The women say they were mislead in their CBA negotiations, claiming an attorney from U.S. Soccer informed them "market realities" needed to come into play and would mean they were not able to be paid equally to the men. They say their pushback of this claim only made the federation take a stronger stance that the women would not be able to take home the same level of bonuses. 

"At the moment, the women's national team players are paid differently because they specifically asked for, and negotiated, a completely different contract than the men's national team, despite being offered, and rejecting, a similar pay-to-play agreement during the past negotiations," Buethe said. 

A spokesperson for the USWNT Molly Levinson defended their CBA, saying they did not reject an equal contract because they were not offered one, according to Yahoo. Here's what she said:

"In the most recent CBA negotiation, USSF repeatedly said that equal pay was not an option regardless of pay structure. USSF proposed a 'pay to play structure' with less pay across the board. In every instance for a friendly or competitive match, the women players were offered less pay than their male counterparts. This is the very definition of gender discrimination, and of course the players rejected it.
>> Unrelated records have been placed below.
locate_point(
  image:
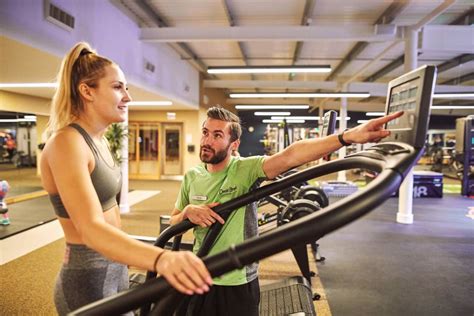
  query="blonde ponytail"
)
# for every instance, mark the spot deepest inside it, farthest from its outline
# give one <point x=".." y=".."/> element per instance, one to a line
<point x="80" y="65"/>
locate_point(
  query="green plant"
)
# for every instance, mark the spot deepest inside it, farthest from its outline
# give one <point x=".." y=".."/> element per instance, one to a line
<point x="115" y="135"/>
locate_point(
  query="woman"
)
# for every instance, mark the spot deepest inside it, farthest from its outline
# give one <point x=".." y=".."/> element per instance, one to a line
<point x="82" y="179"/>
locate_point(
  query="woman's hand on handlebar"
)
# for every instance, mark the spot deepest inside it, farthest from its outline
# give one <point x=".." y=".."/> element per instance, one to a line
<point x="184" y="271"/>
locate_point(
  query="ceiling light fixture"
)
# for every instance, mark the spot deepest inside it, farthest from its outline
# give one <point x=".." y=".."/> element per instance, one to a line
<point x="269" y="69"/>
<point x="302" y="95"/>
<point x="272" y="107"/>
<point x="375" y="113"/>
<point x="271" y="113"/>
<point x="453" y="95"/>
<point x="452" y="107"/>
<point x="29" y="85"/>
<point x="17" y="120"/>
<point x="281" y="120"/>
<point x="307" y="118"/>
<point x="149" y="103"/>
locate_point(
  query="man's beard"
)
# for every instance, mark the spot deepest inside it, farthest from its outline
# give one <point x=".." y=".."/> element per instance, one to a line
<point x="216" y="157"/>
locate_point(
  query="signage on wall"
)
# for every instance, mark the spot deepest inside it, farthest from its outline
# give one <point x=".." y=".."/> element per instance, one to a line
<point x="171" y="116"/>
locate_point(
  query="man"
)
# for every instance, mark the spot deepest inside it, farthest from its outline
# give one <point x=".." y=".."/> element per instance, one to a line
<point x="223" y="177"/>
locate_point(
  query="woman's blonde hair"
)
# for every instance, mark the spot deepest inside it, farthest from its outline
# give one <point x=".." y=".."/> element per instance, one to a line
<point x="80" y="65"/>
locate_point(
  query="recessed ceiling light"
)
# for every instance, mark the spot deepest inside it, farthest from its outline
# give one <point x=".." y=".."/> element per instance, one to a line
<point x="453" y="95"/>
<point x="271" y="113"/>
<point x="269" y="69"/>
<point x="302" y="95"/>
<point x="280" y="120"/>
<point x="272" y="107"/>
<point x="375" y="113"/>
<point x="29" y="85"/>
<point x="149" y="103"/>
<point x="452" y="107"/>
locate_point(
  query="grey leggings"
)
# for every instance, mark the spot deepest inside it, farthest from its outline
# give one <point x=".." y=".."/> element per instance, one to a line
<point x="85" y="277"/>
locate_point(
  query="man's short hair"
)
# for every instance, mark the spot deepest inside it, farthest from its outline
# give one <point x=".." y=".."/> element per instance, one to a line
<point x="219" y="113"/>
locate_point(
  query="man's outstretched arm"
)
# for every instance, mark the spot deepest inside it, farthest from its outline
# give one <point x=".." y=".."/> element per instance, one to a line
<point x="308" y="150"/>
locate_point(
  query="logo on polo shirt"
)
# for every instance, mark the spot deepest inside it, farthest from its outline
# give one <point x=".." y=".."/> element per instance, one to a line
<point x="199" y="197"/>
<point x="229" y="190"/>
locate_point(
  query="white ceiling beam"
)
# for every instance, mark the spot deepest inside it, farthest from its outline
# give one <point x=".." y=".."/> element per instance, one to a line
<point x="457" y="39"/>
<point x="270" y="84"/>
<point x="374" y="88"/>
<point x="368" y="33"/>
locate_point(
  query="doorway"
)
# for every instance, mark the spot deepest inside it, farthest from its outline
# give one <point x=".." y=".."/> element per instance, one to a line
<point x="172" y="150"/>
<point x="143" y="150"/>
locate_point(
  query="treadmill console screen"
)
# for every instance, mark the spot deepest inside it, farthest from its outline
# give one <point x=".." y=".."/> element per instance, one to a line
<point x="411" y="93"/>
<point x="329" y="123"/>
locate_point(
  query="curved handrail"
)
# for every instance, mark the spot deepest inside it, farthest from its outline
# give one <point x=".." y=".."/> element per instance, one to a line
<point x="392" y="171"/>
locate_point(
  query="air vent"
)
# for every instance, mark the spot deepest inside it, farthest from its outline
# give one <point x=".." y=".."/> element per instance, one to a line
<point x="58" y="16"/>
<point x="149" y="67"/>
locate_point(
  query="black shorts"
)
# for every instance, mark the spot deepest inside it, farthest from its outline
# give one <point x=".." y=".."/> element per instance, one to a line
<point x="240" y="300"/>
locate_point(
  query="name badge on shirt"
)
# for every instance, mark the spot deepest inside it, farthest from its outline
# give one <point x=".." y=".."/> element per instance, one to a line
<point x="199" y="198"/>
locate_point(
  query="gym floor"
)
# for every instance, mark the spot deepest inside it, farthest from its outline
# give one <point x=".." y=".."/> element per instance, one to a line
<point x="373" y="266"/>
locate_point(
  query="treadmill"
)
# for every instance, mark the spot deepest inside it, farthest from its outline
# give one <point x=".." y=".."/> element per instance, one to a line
<point x="392" y="159"/>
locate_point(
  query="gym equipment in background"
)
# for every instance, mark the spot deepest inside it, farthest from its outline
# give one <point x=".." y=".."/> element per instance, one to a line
<point x="4" y="187"/>
<point x="465" y="153"/>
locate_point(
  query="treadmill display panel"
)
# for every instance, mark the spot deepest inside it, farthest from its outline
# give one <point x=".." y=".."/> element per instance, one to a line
<point x="412" y="94"/>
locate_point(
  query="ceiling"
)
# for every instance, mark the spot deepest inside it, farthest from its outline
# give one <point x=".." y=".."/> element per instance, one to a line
<point x="22" y="63"/>
<point x="339" y="33"/>
<point x="211" y="33"/>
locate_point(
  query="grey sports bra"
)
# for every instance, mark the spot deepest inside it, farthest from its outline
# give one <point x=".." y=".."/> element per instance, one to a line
<point x="106" y="179"/>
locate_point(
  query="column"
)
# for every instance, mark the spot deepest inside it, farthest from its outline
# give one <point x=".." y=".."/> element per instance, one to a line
<point x="341" y="175"/>
<point x="124" y="206"/>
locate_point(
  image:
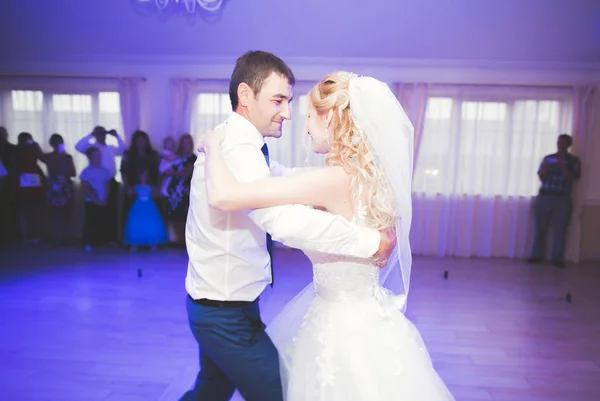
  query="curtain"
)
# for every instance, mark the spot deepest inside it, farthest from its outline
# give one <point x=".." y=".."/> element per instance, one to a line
<point x="584" y="105"/>
<point x="413" y="98"/>
<point x="129" y="97"/>
<point x="183" y="106"/>
<point x="476" y="176"/>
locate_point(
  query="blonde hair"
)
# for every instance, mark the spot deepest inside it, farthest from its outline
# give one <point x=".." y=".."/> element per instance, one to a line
<point x="349" y="149"/>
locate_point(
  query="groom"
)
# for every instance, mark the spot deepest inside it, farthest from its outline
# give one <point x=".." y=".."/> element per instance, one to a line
<point x="229" y="265"/>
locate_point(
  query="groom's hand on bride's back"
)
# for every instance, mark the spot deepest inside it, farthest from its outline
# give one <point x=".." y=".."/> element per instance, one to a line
<point x="386" y="246"/>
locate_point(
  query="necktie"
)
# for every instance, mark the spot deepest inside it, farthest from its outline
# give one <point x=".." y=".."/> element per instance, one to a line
<point x="265" y="151"/>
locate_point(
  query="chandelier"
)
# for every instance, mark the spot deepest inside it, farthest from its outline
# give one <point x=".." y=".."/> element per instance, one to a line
<point x="207" y="9"/>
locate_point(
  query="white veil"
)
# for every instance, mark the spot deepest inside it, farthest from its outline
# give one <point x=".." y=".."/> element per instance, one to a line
<point x="389" y="135"/>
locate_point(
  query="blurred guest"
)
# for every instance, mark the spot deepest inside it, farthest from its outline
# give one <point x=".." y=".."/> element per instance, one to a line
<point x="168" y="157"/>
<point x="31" y="186"/>
<point x="59" y="191"/>
<point x="95" y="180"/>
<point x="553" y="206"/>
<point x="9" y="227"/>
<point x="179" y="188"/>
<point x="145" y="225"/>
<point x="139" y="157"/>
<point x="108" y="153"/>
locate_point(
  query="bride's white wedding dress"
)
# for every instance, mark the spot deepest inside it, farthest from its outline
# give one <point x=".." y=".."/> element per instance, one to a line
<point x="345" y="338"/>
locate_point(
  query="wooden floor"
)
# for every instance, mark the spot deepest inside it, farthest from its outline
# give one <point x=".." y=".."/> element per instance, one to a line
<point x="83" y="326"/>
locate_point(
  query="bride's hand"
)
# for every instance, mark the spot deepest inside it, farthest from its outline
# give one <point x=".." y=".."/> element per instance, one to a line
<point x="210" y="138"/>
<point x="386" y="246"/>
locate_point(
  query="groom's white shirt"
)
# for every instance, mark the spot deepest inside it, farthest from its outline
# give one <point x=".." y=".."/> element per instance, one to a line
<point x="228" y="259"/>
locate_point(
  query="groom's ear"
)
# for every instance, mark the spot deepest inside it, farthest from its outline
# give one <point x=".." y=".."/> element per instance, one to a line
<point x="244" y="94"/>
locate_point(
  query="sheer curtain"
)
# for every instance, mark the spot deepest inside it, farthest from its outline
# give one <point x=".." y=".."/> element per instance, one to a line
<point x="476" y="173"/>
<point x="584" y="104"/>
<point x="413" y="98"/>
<point x="129" y="103"/>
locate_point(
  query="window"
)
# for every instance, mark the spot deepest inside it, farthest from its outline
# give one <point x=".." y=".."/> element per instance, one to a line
<point x="71" y="115"/>
<point x="486" y="148"/>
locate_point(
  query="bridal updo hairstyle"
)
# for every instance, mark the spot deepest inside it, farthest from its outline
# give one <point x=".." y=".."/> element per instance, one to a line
<point x="349" y="150"/>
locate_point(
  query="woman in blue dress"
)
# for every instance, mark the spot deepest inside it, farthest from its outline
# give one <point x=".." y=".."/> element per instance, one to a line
<point x="145" y="226"/>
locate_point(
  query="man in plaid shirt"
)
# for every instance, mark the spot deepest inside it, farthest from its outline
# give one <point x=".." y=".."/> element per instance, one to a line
<point x="553" y="204"/>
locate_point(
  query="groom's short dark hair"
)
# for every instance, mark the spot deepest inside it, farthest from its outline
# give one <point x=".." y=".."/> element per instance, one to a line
<point x="253" y="68"/>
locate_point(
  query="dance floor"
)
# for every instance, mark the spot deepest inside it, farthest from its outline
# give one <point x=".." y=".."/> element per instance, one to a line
<point x="80" y="326"/>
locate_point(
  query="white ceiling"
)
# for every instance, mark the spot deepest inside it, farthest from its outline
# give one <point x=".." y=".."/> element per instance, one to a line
<point x="556" y="31"/>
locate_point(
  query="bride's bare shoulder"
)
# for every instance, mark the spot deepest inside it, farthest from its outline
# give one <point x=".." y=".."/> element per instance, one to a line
<point x="334" y="176"/>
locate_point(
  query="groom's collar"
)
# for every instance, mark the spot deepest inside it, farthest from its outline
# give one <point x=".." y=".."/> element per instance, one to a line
<point x="240" y="130"/>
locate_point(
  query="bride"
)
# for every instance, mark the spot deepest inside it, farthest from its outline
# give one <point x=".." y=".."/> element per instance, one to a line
<point x="345" y="337"/>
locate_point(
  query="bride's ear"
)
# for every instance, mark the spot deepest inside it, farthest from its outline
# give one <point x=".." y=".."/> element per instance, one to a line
<point x="328" y="117"/>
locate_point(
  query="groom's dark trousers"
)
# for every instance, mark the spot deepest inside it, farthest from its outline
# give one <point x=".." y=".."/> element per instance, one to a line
<point x="235" y="352"/>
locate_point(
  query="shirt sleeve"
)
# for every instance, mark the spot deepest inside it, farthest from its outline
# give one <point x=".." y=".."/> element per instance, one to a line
<point x="300" y="226"/>
<point x="279" y="170"/>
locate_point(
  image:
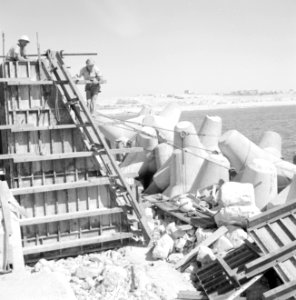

As the players included in their summary judgment brief, the USSF official who took notes of the bargaining sessions admitted under oath at his deposition that the USSF never offered the WNT equal pay in bonuses for friendlies, in compensation for the World Cup or in compensation for other tournaments."

U.S. Soccer is maintaining their argument that the women were actually paid more than the men in the period of time in question, though this breakdown is not as cut and dry as they are hoping to present it as. In order for the women to earn this competitive salary they must play, and win, more games, backing their argument that it is not fair pay. 

That $37 million total the USSF is saying the women made, against the $21 million the men made, includes the pay from the National Women's Soccer league, which the women say should be categorized as a separate job. 

Taking out the NWSL numbers, USSF says the women were still paid $6 million more, but are ignoring the success rate and number of games played. With the 2020 Tokyo Olympics coming up, the women are preparing for competition, and both sides asked for the trial to take place after the games. The judge however has set a May date for the sides to show up in court.